• Administrator

MLK Visits After 48 Years

The following was written by Albert Vorspan, member at Hevreh, senior vice-president emeritus of the Union for Reform Judaism, and former director of the Commission on Social Action of Reform Judaism. It was shared at our community-wide interfaith celebration on Martin Luther King, Jr. Day.
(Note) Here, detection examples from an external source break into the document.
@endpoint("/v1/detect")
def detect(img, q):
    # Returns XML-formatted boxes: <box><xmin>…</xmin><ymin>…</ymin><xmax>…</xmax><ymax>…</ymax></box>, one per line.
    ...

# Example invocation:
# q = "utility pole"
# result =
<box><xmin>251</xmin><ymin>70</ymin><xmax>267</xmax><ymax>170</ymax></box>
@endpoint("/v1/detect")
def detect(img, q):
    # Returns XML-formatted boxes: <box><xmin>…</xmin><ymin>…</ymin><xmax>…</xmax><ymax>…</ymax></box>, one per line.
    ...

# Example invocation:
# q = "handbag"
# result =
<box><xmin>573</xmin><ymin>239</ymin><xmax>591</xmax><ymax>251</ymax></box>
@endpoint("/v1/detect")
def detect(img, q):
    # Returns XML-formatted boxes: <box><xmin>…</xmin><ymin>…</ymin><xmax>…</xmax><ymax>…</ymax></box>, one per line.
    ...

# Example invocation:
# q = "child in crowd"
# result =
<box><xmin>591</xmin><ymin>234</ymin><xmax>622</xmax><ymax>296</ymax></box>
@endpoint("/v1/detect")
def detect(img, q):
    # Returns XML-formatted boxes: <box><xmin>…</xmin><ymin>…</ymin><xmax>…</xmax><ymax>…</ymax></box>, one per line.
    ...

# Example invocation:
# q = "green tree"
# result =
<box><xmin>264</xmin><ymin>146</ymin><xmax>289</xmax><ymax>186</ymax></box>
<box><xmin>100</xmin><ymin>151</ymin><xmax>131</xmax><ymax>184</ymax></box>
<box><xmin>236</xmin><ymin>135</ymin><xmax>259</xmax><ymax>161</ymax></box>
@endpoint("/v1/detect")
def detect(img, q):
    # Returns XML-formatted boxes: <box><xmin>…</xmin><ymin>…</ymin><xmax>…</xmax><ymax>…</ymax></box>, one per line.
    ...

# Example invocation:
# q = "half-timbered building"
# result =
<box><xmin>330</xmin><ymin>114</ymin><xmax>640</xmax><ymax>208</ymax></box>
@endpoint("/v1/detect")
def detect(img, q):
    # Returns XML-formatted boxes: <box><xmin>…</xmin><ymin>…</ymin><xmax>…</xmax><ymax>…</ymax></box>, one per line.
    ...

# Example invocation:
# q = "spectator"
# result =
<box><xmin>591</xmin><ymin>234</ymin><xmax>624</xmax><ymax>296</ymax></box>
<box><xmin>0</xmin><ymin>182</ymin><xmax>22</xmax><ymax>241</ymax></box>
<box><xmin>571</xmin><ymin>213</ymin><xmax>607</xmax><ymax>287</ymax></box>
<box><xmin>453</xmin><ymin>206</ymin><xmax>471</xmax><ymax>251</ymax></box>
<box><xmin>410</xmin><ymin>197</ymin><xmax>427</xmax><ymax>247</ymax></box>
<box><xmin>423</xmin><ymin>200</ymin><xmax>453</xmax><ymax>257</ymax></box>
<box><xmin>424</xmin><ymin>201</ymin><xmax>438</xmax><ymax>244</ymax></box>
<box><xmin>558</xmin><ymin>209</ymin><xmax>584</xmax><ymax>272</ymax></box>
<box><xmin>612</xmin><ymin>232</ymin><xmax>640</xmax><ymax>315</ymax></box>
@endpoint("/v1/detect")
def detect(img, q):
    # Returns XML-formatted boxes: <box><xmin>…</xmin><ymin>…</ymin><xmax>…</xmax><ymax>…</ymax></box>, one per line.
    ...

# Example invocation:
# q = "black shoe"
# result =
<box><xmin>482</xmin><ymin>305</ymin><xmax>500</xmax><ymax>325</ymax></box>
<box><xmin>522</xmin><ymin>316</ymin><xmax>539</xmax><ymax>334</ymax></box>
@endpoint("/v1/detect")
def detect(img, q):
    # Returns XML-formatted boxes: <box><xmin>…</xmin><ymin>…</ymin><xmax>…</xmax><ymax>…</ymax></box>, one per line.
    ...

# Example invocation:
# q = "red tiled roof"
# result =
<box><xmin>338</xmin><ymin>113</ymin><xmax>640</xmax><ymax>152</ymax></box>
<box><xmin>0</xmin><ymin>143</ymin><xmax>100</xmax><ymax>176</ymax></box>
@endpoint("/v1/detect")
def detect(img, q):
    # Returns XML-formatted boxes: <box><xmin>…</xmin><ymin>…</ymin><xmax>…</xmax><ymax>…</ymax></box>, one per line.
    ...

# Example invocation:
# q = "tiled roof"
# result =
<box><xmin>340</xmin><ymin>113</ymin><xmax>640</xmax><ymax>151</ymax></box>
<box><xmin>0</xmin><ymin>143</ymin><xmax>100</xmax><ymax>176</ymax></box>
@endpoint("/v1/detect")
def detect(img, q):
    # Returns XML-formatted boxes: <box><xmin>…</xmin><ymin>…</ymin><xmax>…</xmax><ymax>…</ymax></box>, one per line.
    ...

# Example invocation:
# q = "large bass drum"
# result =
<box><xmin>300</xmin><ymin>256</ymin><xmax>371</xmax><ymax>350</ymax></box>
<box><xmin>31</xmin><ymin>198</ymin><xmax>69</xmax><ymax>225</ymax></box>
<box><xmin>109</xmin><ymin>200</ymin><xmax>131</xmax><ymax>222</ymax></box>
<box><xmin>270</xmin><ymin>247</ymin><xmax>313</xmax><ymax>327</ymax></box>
I dreamed I saw Martin Luther King last night

ALIVE AS HE COULD BE

Wait, Dr. King, YOU DIED 48 YEARS AGO

I never died, said he

BUT, doctor, you must see

This is a bad time for your memory

IF PERCHANCE YOUR SPIRIT MIGHT HEARTEN

You can call me simply Martin

LOOK, I do not live from day to day, or even year to year

But, Martin, please, you were killed 48 year ago

I never died, said he

The arc of justice goes to and fro,

It sometimes wobbles, seems to slow

But the arc of  history still trends

Toward peace and justice in the end

But, Martin, why you still care is a mystery

When all you stood for may soon be history

Oh, no, my friend, don’t be a fool

Justice is as old as the Golden Rule

The prophets thundered, same as I

Jesus, Isaiah, Ghandi, Lincoln

Their voices will never die

The dream still lives, just hear the songs

The dream still lives, we can right the wrongs

OH, Martin you could always make a speech

Your I HAVE A DREAM IS STILL the classic that we teach

Now listen, I did not come to hear me praised unto the skies

I CAME TO SHOUT ARISE, MY FRIENDS, AND ORGANIZE

There was another speech that day from Rabbi Printz

Who had fled HITLER Germany and fought for justice ever since

His words were few but made good sense

Even worse than bigotry is the sin of silence

Dead or alive, tired or retired,

WE WILL NOT SILENTLY ABIDE

The death of rights for which we died

No offense, Martin, we are glad you are here, but why return?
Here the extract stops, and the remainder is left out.